Creating the first pool disk
  1. I installed mergerfs, fuse3 and tree.
  2. I cleared the existing filesystem signatures:
    root@pve:# wipefs -a /dev/sdb
  3. I created at GPT partition table and a single partition:
    root@pve:# parted /dev/sdb mklabel gpt
    root@pve:# parted /dev/sdb mkpart primary ext4 0% 100%
  4. Then I formatted the partition as ext4 and labelled it disk1:
    root@pve:# mkfs.ext4 -L disk1 /dev/sdb1
  5. Finally, I added the disk to the mount table:
    root@pve:# mkdir -p /mnt/disk1
    # Add to fstab for automatic mounting

    root@pve:# echo "LABEL=disk1 /mnt/disk1 ext4 defaults 0 2" >> /etc/fstab
    # Mount it
    root@pve:# mount -a

This output shows the disk after the rsync steps later, hence the 56% usage.

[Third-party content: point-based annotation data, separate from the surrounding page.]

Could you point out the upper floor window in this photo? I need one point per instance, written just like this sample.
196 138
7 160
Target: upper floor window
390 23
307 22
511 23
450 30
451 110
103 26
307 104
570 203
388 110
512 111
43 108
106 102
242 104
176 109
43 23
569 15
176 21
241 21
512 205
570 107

root@pve:# df -h /mnt/disk1
Filesystem      Size  Used Avail Use% Mounted on
/dev/sdb1       7.3T  3.9T  3.1T  56% /mnt/disk1
Setting up the MergerFS pool
  1. Create mergerfs pool mount point
    root@pve:# mkdir -p /mnt/storage
  2. Create mergerfs systemd mount unit
root@pve:# cat > /etc/systemd/system/mnt-storage.mount << 'EOF'
[Unit]
Description=MergerFS Storage Pool
After=local-fs.target
[Mount]
What=/mnt/disk*
Where=/mnt/storage
Type=fuse.mergerfs
Options=defaults,allow_other,use_ino,cache.files=partial,dropcacheonclose=true,category.create=mfs,fsname=mergerfs
[Install]
WantedBy=multi-user.target
EOF
  1. Reload systemd, enable and start
    root@pve:# systemctl daemon-reload
    root@pve:# systemctl enable mnt-storage.mount
    root@pve:# systemctl start mnt-storage.mount
  2. Verify mergerfs is working
root@pve:# df -h /mnt/storage/
Filesystem      Size  Used Avail Use% Mounted on
mergerfs        7.3T  3.9T  3.1T  56% /mnt/storage

So in the [Mount] section above, we specified we want to add any new /mnt/disk* to be added to the /mnt/storage MergerFS pool.

Create the TRaSH Guides directory structure

You can read the TRaSH Guide to see why this is a really good process when setting up the folder structure for the servarr stack.

  1. Create main data structure
    root@pve:# mkdir -p /mnt/storage/data/{torrents/{movies,tv,music},usenet/{incomplete,complete/{movies,tv,music}},media/{movies,tv,music}}
    root@pve:# mkdir -p /mnt/storage/data/downloads
  2. Create appdata directory
    (Optional if you want to keep your Docker appdata files in /mnt/storage too)
    root@pve:# mkdir -p /mnt/storage/appdata
  3. Set Permissions
    1. Set ownership (UID/GID 1000 - will be used by Docker containers)
      root@pve:~# chown -R 1000:1000 /mnt/storage
    2. Set permissions (775 for directories, 664 for files)
      root@pve:~# chmod -R a=,a+rX,u+w,g+w /mnt/storage
    3. Verify
      root@pve:~# ls -la /mnt/storage/
      total 48
      drwxr-xr-x 9 steve steve 4096 Oct 13 19:23 .
      drwxr-xr-x 14 root root 4096 Oct 24 10:31 ..
      drwxrwxr-x 15 steve steve 4096 Oct 17 18:54 appdata
      drwxrwxr-x 6 steve steve 4096 Oct 13 19:13 data

Verify structure

Screenshot 2025-11-04 at 18.50.06.png

Add to Proxmox storage

  1. Add storage pool to Proxmox for VM/LXC storage
    root@pve:~# pvesm add dir storage-pool --path /mnt/storage --content images,rootdir,vztmpl,iso

Verify

Screenshot 2025-11-04 at 19.08.15.png

Rsync media data from old server

Here I just used rsync -avz <$source> <$dest> on the original server to copy all the media files into place. It took a while!

Summary

In this article I described the server hardware that I'd bought. I talked about installing Proxmox VE on the first hard drive, and setting up the first disk in a MergerFS storage array for my multimedia on the second. I described how I'd set up the filesystem using the optimal structure for my servarr stack.